Something else I have considered over the years: Jefferson wrote that “we hold these truths to be self evident…”
That’s very important, I believe.
Jefferson had a masterful command of the language and for him to invoke the words “self evident’ in this context means he intended to place the truths forming the foundation of this principle of equality beyond debate.
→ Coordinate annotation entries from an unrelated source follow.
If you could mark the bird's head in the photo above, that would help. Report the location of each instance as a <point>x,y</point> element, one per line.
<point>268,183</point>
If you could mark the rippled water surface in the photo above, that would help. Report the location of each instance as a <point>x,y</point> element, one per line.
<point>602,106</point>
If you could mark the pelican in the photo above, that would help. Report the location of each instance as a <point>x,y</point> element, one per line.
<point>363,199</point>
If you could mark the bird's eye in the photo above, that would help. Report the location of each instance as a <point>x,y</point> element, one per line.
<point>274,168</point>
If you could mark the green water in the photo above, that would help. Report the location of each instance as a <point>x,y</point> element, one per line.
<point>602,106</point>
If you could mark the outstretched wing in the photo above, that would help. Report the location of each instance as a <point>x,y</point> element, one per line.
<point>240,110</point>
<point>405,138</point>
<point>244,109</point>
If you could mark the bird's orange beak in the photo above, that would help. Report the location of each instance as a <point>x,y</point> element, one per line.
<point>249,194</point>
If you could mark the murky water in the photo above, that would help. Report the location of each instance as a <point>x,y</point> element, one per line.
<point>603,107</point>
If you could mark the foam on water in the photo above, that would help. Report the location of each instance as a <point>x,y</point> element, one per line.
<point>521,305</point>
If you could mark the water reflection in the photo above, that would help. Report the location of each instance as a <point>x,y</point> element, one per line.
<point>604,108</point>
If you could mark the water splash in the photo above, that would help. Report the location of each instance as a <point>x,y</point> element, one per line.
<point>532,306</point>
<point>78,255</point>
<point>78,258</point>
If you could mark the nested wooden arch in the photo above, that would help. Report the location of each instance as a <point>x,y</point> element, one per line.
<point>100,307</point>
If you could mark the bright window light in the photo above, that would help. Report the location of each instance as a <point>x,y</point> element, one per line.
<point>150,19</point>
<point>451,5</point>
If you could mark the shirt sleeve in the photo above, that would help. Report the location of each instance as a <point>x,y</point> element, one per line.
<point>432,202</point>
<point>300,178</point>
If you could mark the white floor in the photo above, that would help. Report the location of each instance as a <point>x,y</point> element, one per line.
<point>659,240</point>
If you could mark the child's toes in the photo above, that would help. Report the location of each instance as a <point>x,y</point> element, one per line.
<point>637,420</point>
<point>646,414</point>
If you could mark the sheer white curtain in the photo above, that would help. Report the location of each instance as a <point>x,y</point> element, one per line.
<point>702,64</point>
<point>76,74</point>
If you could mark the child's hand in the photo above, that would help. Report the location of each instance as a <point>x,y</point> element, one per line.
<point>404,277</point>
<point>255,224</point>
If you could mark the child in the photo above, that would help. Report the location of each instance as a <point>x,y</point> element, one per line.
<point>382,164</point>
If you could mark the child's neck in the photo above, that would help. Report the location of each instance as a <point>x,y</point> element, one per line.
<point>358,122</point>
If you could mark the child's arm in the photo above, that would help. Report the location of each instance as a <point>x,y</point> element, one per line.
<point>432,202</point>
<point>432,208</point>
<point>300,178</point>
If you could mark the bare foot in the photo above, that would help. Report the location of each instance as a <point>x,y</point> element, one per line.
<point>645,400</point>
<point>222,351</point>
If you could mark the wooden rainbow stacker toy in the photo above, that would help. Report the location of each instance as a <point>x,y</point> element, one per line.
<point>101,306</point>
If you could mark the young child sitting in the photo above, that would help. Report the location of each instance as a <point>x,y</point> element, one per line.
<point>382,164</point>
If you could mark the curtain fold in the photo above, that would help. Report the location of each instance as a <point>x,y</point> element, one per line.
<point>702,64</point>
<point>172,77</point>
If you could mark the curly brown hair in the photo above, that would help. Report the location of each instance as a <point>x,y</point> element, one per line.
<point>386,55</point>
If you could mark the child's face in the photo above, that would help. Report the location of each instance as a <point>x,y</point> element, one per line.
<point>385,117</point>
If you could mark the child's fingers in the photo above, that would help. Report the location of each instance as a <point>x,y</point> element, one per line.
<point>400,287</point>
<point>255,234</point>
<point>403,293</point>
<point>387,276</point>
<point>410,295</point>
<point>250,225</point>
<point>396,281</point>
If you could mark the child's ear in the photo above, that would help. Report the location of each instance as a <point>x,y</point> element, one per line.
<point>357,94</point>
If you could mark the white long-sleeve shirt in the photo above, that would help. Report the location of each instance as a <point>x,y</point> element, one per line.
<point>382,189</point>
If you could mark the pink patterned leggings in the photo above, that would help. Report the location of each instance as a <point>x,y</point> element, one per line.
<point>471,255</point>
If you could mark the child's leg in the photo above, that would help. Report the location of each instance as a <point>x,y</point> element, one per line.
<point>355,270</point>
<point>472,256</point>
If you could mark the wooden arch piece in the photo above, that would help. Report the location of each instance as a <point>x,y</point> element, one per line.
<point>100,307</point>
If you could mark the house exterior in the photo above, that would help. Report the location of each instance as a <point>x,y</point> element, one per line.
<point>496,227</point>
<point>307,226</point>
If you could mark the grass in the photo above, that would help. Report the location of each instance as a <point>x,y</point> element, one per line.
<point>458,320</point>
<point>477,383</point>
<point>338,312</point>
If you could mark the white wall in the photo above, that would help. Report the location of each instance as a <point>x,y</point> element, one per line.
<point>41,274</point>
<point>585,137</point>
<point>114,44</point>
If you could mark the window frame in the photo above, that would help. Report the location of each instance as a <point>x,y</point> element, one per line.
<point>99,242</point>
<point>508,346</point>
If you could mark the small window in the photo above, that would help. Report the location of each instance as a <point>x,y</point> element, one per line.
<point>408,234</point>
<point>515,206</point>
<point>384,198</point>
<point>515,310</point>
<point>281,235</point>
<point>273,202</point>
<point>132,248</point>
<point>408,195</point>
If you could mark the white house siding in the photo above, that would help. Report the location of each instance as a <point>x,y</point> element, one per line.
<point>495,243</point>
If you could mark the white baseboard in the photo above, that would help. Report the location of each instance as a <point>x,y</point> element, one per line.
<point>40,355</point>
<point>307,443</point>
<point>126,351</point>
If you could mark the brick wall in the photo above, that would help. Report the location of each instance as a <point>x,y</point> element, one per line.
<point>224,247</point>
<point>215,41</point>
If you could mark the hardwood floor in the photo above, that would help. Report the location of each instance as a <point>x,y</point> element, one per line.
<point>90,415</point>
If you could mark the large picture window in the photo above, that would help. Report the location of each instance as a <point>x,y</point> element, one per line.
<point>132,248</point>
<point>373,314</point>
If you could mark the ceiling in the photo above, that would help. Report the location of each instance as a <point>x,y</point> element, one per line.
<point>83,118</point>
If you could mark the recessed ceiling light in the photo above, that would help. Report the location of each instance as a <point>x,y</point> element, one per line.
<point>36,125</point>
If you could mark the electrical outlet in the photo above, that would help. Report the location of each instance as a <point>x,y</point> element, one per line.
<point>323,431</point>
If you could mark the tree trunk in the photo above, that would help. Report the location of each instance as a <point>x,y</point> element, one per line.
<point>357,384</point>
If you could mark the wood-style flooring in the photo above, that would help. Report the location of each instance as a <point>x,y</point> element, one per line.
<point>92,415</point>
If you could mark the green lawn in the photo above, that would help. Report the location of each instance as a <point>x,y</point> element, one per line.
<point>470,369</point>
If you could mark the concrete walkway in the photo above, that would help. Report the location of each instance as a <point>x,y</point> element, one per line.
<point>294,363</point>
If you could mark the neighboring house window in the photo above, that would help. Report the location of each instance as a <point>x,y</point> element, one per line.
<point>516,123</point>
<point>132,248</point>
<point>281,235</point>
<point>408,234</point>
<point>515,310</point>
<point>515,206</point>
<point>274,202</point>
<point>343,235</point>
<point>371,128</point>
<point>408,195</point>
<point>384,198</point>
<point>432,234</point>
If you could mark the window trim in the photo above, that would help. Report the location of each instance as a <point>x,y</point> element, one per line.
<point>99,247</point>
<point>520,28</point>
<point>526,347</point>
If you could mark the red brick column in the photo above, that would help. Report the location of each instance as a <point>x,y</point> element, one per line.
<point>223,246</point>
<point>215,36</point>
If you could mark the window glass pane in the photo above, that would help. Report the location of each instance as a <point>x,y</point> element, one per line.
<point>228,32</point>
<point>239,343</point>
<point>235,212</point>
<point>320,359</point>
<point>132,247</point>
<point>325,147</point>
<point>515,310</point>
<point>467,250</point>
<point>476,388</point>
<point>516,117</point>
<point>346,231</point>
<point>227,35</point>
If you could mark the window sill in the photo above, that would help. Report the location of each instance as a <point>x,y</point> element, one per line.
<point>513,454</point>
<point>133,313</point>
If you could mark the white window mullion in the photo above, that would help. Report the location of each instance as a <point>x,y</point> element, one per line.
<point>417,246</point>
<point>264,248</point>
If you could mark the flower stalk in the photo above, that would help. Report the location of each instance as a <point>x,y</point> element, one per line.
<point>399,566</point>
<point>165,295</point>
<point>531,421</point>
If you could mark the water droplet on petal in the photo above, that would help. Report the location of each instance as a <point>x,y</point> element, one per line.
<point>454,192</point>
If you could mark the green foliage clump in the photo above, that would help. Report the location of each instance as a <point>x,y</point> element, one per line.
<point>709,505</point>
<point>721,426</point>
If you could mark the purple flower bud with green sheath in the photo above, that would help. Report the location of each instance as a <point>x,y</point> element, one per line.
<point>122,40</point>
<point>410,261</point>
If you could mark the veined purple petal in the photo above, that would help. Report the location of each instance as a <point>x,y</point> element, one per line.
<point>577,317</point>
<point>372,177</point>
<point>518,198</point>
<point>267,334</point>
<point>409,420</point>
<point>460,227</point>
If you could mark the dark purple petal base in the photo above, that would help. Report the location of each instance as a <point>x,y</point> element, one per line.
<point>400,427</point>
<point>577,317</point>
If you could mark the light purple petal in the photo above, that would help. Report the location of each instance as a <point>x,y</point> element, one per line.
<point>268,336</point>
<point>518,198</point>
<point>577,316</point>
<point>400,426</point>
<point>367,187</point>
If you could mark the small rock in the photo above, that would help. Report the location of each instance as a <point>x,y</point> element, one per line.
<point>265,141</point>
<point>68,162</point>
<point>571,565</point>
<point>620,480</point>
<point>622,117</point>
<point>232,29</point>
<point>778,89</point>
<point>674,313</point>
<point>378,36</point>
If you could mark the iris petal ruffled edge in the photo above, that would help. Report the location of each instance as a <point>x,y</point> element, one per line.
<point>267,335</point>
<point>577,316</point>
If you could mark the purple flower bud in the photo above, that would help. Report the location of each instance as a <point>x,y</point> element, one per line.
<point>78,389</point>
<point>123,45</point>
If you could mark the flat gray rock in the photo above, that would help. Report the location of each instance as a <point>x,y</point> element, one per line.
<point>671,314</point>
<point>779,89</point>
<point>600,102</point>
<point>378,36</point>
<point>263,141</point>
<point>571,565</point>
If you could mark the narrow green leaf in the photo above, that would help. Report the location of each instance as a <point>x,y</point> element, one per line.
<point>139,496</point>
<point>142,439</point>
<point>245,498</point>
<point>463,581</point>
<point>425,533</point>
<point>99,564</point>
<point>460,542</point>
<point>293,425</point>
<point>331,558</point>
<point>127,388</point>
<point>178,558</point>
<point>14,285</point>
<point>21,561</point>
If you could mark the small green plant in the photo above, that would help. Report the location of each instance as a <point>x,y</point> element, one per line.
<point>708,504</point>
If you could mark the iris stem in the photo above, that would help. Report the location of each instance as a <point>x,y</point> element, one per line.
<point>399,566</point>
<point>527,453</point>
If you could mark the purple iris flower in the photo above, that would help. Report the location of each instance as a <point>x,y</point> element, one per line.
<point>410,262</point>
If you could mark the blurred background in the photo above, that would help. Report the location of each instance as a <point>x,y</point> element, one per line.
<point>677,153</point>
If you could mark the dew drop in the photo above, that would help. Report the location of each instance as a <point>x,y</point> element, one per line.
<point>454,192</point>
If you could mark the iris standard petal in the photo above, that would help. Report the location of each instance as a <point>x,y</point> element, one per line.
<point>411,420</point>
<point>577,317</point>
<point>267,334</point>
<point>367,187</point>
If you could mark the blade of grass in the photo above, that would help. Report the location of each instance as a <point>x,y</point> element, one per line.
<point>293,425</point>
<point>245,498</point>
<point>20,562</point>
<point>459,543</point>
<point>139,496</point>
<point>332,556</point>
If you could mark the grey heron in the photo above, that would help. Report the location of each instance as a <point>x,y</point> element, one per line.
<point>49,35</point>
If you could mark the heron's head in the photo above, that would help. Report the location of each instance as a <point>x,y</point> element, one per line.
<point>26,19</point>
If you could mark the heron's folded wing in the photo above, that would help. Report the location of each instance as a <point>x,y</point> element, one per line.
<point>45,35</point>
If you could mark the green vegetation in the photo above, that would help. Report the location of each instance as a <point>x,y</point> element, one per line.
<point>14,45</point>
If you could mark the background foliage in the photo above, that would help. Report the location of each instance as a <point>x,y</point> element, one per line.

They were settled; Were so clear that anyone could understand and recognize them.
As such, only after Jefferson had achieved the sublime with this principle of equality did he turn to listing the various grievances and abuses perpetrated by the British King and British presence in the colonies.
He called out the “usurpations” of the British government as including: preventing the colonies from beginning to govern themselves, obstructing the administration of justice, the keeping of standing armies in colonial homes, the cutting off of trade by the colonies with other nations and one we know well—”imposing taxes on us without our consent”—as well as the conscription (kidnapping) of men from the colonies on the “high seas” and then forcing them to take up arms against the new colonies.
How did Jefferson conclude his work?
With a powerful simplicity, invoking (again) the help and blessing of God:
“And for the support of this Declaration, with a firm Reliance on the Protection of divine Providence, we mutually pledge to each other our Lives, our Fortunes, and our sacred Honor.”
I close by noting that when the 56 signers of the Declaration of Independence inscribed their signatures on that document, each knew they were committing treason against the British Crown.
Historians have determined that some of the signers were imprisoned and treated as “high value prisoners,” while others, who enjoyed great wealth in their prime, died penniless. Five signers were captured by the British and brutally tortured as traitors. Nine fought in the War for Independence and died from wounds or from hardships they suffered. Two lost their sons in the Continental Army. Another two had sons captured. At least a dozen of the fifty-six had their homes pillaged and burned. (PBS Newshour, July 4, 2012); (Michael W. Smith, July 4, 2015)
It is in remembrance of this great courage and sacrifice that we celebrate the 4th of July.
Long may we live lives worthy of the blood, sweat, tears and lives that were willingly placed on our behalf on the Altar of Liberty.
Happy 4th of July!
(Royal Alexander was a staff member to the late U.S. Representative Clyde C. Holloway of Louisiana’s 8th congressional district, since disbanded, who also served as chairman of the Louisiana Public Service Commission. He was also a member of the Republican State Central Committee of Louisiana from 2008-2012. He is an attorney.)